## Step 1: Verify GPU Availability

## 1. Verify GPU Availability

In [None]:
import torch
import os
import sys

print("=" * 50)
print("GPU Status")
print("=" * 50)
print(f"GPU Available: {torch.cuda.is_available()}")

if torch.cuda.is_available():
    print(f"Device Name: {torch.cuda.get_device_name(0)}")
    print(f"GPU Memory: {torch.cuda.get_device_properties(0).total_memory / 1e9:.2f} GB")
    print("✅ GPU is ready!")
else:
    print("\n⚠️  WARNING: No GPU detected!")
    print("Please go to: Runtime → Change runtime type → Select GPU")
    print("Then restart this notebook.")
    sys.exit(1)

## 2. Clone Repository and Install Dependencies

In [None]:
print("\n" + "=" * 50)
print("Cloning Repository")
print("=" * 50)

if not os.path.exists('/content/image-captioning-app'):
    !git clone https://github.com/AlexSkogum/image-captioning-app.git /content/image-captioning-app
    print("✅ Repository cloned")
else:
    print("✅ Repository already exists")

os.chdir('/content/image-captioning-app')
print(f"Working directory: {os.getcwd()}")

In [None]:
print("\n" + "=" * 50)
print("Installing Dependencies")
print("=" * 50)

!pip install -q torch torchvision torchaudio --index-url https://download.pytorch.org/whl/cu118
!pip install -q fastapi uvicorn gradio pillow pandas numpy requests nltk pyyaml kaggle

print("✅ All dependencies installed")

## 3. Setup Kaggle Credentials

In [None]:
print("\n" + "=" * 50)
print("Kaggle Credentials Setup")
print("=" * 50)

from google.colab import files
import json

kaggle_dir = os.path.expanduser('~/.kaggle')
os.makedirs(kaggle_dir, exist_ok=True)

print("\nChoose one option:")
print("[A] Upload kaggle.json from your computer")
print("[B] Enter credentials manually")

# Option A: Upload file (uncomment to use)
# print("\nUploading kaggle.json...")
# uploaded = files.upload()
# for filename in uploaded.keys():
#     if filename == 'kaggle.json':
#         !mv {filename} {kaggle_dir}/
#         !chmod 600 {kaggle_dir}/kaggle.json
#         print("✅ kaggle.json uploaded and configured")

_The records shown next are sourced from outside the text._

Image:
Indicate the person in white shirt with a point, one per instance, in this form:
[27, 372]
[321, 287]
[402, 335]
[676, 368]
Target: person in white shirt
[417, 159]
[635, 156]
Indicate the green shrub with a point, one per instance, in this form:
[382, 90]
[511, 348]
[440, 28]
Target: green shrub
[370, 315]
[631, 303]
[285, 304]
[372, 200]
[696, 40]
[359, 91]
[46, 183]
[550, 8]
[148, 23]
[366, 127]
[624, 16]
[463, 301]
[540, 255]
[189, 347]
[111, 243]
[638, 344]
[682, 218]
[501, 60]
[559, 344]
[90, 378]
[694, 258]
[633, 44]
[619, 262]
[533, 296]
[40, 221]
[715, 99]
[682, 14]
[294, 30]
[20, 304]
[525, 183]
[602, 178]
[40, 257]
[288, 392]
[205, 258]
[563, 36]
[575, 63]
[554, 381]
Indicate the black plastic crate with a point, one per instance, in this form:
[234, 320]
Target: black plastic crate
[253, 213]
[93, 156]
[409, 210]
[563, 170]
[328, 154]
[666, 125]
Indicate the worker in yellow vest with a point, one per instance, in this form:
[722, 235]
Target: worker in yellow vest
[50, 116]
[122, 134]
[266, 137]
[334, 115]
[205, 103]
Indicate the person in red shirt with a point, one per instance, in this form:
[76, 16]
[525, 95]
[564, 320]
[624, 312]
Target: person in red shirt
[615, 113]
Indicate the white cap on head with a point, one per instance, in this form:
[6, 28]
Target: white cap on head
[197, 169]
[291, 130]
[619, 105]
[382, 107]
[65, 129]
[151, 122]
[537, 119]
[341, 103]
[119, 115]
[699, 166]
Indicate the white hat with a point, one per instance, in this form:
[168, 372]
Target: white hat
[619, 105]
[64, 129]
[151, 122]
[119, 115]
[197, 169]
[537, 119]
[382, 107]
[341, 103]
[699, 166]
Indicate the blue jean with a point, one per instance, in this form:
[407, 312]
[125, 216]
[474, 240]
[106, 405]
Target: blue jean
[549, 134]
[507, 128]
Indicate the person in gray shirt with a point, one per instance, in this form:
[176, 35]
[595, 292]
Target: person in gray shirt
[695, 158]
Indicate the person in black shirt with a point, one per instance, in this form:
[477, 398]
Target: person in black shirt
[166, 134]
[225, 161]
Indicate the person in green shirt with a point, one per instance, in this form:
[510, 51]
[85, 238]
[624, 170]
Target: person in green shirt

# Option B: Manual entry (replace with your credentials)
kaggle_config = {
    "username": "YOUR_KAGGLE_USERNAME",
    "key": "YOUR_KAGGLE_API_KEY"
}

config_path = os.path.join(kaggle_dir, 'kaggle.json')
with open(config_path, 'w') as f:
    json.dump(kaggle_config, f)

!chmod 600 {config_path}
print(f"\n⚠️  IMPORTANT: Replace YOUR_KAGGLE_USERNAME and YOUR_KAGGLE_API_KEY above!")

## 4. Download Flickr8k Dataset

In [None]:
print("\n" + "=" * 50)
print("Downloading Flickr8k Dataset")
print("=" * 50)
print("\nThis may take 5-10 minutes...\n")

!mkdir -p data
!kaggle datasets download -d shadabhussain/flickr8k -p data/ --unzip

if os.path.exists('data/Images') and len(os.listdir('data/Images')) > 0:
    print(f"\n✅ Dataset downloaded successfully")
    print(f"Total images: {len(os.listdir('data/Images'))}")
else:
    print("\n⚠️  Download may have failed. Check Kaggle credentials above.")

## 5. Prepare Dataset and Build Vocabulary

In [None]:
print("\n" + "=" * 50)
print("Preparing Dataset")
print("=" * 50)

!python scripts/prepare_flickr8k.py

import pandas as pd
if os.path.exists('data/captions.csv'):
    df = pd.read_csv('data/captions.csv')
    print(f"\n✅ Dataset prepared successfully")
    print(f"Dataset shape: {df.shape}")
    print(f"Columns: {list(df.columns)}")
    print(f"\nFirst 3 samples:")
    print(df.head(3).to_string())
else:
    print("⚠️  captions.csv not found.")

In [None]:
print("\n" + "=" * 50)
print("Building Vocabulary")
print("=" * 50)

!python scripts/build_vocab.py

import pickle
if os.path.exists('data/vocab.pkl'):
    with open('data/vocab.pkl', 'rb') as f:
        vocab = pickle.load(f)
    print(f"\n✅ Vocabulary built successfully")
    print(f"Vocabulary size: {len(vocab)}")
else:
    print("⚠️  vocab.pkl not found.")

## 6. Train the Model

This will train the model on GPU. Estimated time: 10-30 minutes.

In [None]:
print("\n" + "=" * 50)
print("Training Model on GPU")
print("=" * 50)
print(f"\nGPU: {torch.cuda.get_device_name(0)}")
print(f"CUDA Version: {torch.version.cuda}")
print("\nTraining will start below...\n")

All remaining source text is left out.